Gesundheitsministerin Warken greift Arbeitgebern und Familien in die Tasche – während der rosa Elefant im Raum unbehelligt trompetet

Gesundheitsministerin Warken greift Arbeitgebern und Familien in die Tasche – während der rosa Elefant im Raum unbehelligt trompetet

Man muss es sich auf der Zunge zergehen lassen: Die gesetzliche Krankenversicherung steht vor einem Defizit von 15 Milliarden Euro im kommenden Jahr, das bis 2030 auf schwindelerregende 40 Milliarden Euro anwachsen dürfte. Und was fällt der neuen Gesundheitsministerin Nina Warken als Antwort ein? Nicht etwa eine grundlegende Strukturreform, nicht etwa ein ehrlicher Blick auf die wahren Kostentreiber im System – nein, stattdessen sollen Arbeitgeber und Familien noch tiefer in die Tasche greifen. Willkommen in der Gesundheitspolitik der Großen Koalition.

Das Reformpaket: Sparen bei den Falschen

Am Dienstag stellte die CDU-Politikerin ihre Pläne vor, die sie bereits am 29. April durchs Kabinett bringen möchte. Das Tempo ist bemerkenswert – die Substanz weniger. Warken erklärte, über drei Viertel der 66 Empfehlungen der Finanzkommission Gesundheit umsetzen zu wollen. Das klingt zunächst ambitioniert. Doch wer genauer hinschaut, erkennt schnell: Die Lasten werden einmal mehr auf jene verteilt, die ohnehin das Rückgrat dieser Gesellschaft bilden.

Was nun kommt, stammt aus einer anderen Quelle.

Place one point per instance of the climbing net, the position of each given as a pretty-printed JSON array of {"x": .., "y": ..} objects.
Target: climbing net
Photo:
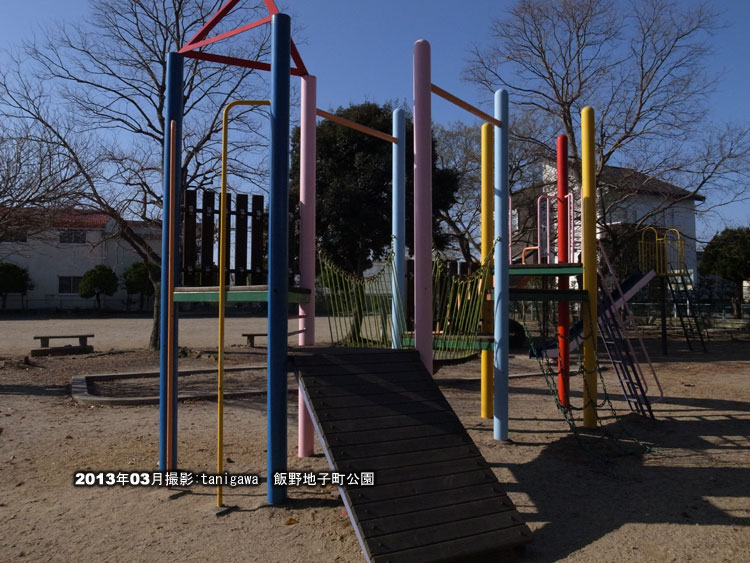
[
  {"x": 362, "y": 310},
  {"x": 457, "y": 307}
]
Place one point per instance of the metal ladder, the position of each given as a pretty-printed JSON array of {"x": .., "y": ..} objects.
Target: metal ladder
[
  {"x": 621, "y": 354},
  {"x": 683, "y": 297}
]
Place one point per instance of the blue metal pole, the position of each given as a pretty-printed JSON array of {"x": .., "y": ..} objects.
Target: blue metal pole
[
  {"x": 173, "y": 112},
  {"x": 278, "y": 250},
  {"x": 398, "y": 214},
  {"x": 502, "y": 259}
]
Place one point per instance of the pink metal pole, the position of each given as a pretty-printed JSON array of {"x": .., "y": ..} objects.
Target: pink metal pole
[
  {"x": 423, "y": 203},
  {"x": 306, "y": 439},
  {"x": 563, "y": 307}
]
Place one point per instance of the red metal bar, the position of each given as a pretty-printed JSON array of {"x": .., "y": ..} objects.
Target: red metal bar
[
  {"x": 197, "y": 44},
  {"x": 210, "y": 24},
  {"x": 563, "y": 307},
  {"x": 235, "y": 61},
  {"x": 271, "y": 7},
  {"x": 356, "y": 126},
  {"x": 297, "y": 58}
]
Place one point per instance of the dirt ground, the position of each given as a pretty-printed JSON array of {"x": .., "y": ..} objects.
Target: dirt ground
[{"x": 586, "y": 499}]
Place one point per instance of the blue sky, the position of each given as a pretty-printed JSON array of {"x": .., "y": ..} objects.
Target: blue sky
[{"x": 362, "y": 50}]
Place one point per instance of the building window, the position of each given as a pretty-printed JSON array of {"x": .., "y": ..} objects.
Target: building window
[
  {"x": 14, "y": 236},
  {"x": 68, "y": 284},
  {"x": 73, "y": 236}
]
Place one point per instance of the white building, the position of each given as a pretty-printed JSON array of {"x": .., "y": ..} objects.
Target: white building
[
  {"x": 626, "y": 198},
  {"x": 57, "y": 258}
]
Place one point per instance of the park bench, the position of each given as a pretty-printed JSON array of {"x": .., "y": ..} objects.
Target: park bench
[
  {"x": 251, "y": 336},
  {"x": 46, "y": 350}
]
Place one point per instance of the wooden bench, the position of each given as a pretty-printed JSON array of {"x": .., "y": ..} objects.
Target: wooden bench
[
  {"x": 46, "y": 350},
  {"x": 251, "y": 336}
]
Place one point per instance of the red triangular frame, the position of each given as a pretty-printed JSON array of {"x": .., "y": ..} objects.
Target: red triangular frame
[{"x": 201, "y": 39}]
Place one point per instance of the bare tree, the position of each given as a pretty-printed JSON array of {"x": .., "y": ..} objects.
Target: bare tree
[
  {"x": 643, "y": 67},
  {"x": 459, "y": 147},
  {"x": 35, "y": 179},
  {"x": 98, "y": 89}
]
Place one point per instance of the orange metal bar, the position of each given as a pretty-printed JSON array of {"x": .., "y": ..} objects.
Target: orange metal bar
[
  {"x": 356, "y": 126},
  {"x": 465, "y": 105}
]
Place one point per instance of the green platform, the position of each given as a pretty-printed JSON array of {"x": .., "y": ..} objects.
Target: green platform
[
  {"x": 564, "y": 269},
  {"x": 523, "y": 294},
  {"x": 236, "y": 294}
]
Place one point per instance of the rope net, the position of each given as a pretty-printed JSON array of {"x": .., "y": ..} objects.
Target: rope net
[
  {"x": 457, "y": 307},
  {"x": 361, "y": 310}
]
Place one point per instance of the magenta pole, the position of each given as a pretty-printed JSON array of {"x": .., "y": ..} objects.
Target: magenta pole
[
  {"x": 423, "y": 203},
  {"x": 563, "y": 307},
  {"x": 305, "y": 438}
]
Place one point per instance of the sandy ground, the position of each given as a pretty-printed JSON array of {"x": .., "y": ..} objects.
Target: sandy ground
[
  {"x": 119, "y": 333},
  {"x": 688, "y": 500}
]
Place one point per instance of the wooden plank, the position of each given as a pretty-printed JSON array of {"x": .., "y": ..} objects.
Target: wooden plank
[
  {"x": 390, "y": 476},
  {"x": 375, "y": 411},
  {"x": 386, "y": 422},
  {"x": 383, "y": 412},
  {"x": 458, "y": 529},
  {"x": 418, "y": 430},
  {"x": 396, "y": 448},
  {"x": 413, "y": 503},
  {"x": 428, "y": 518},
  {"x": 462, "y": 549},
  {"x": 421, "y": 486},
  {"x": 386, "y": 372},
  {"x": 382, "y": 399},
  {"x": 408, "y": 461},
  {"x": 348, "y": 388}
]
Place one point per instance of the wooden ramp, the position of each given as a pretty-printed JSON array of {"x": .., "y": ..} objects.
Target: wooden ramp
[{"x": 435, "y": 498}]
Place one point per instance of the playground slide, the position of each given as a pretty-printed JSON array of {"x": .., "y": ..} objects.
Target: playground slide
[
  {"x": 379, "y": 412},
  {"x": 632, "y": 285}
]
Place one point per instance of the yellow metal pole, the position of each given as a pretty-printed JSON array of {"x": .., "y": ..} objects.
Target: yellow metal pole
[
  {"x": 588, "y": 227},
  {"x": 222, "y": 289},
  {"x": 488, "y": 232}
]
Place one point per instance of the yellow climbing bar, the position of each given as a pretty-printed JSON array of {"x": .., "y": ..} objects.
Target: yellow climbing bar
[{"x": 223, "y": 286}]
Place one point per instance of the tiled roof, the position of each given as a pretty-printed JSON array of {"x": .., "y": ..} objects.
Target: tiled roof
[
  {"x": 637, "y": 182},
  {"x": 79, "y": 219}
]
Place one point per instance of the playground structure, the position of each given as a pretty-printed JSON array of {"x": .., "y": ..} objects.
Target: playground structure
[
  {"x": 278, "y": 293},
  {"x": 665, "y": 254}
]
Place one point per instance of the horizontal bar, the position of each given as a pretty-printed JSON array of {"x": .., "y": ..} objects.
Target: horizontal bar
[
  {"x": 557, "y": 269},
  {"x": 295, "y": 296},
  {"x": 223, "y": 59},
  {"x": 356, "y": 126},
  {"x": 466, "y": 105},
  {"x": 215, "y": 19},
  {"x": 225, "y": 35}
]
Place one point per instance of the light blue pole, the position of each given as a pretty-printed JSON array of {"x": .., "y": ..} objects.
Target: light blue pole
[
  {"x": 278, "y": 251},
  {"x": 173, "y": 112},
  {"x": 398, "y": 214},
  {"x": 502, "y": 302}
]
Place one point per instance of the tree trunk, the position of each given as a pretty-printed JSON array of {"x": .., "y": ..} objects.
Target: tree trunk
[
  {"x": 737, "y": 301},
  {"x": 153, "y": 342}
]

Zwölf der benötigten 15 Milliarden Euro sollen durch Einsparungen bei Apotheken, Medikamentenherstellern und Ärzten zusammenkommen. Der Rest? Den sollen – man ahnt es bereits – Arbeitgeber und Arbeitnehmer schultern. Konkret: Für geringfügig Beschäftigte sollen Arbeitgeber künftig einen erhöhten Beitragssatz von 17,5 Prozent entrichten. Die bisherige Reduzierung entfällt ersatzlos. Für Unternehmen, die bereits unter einer erdrückenden Abgabenlast ächzen, ist das ein weiterer Schlag ins Kontor.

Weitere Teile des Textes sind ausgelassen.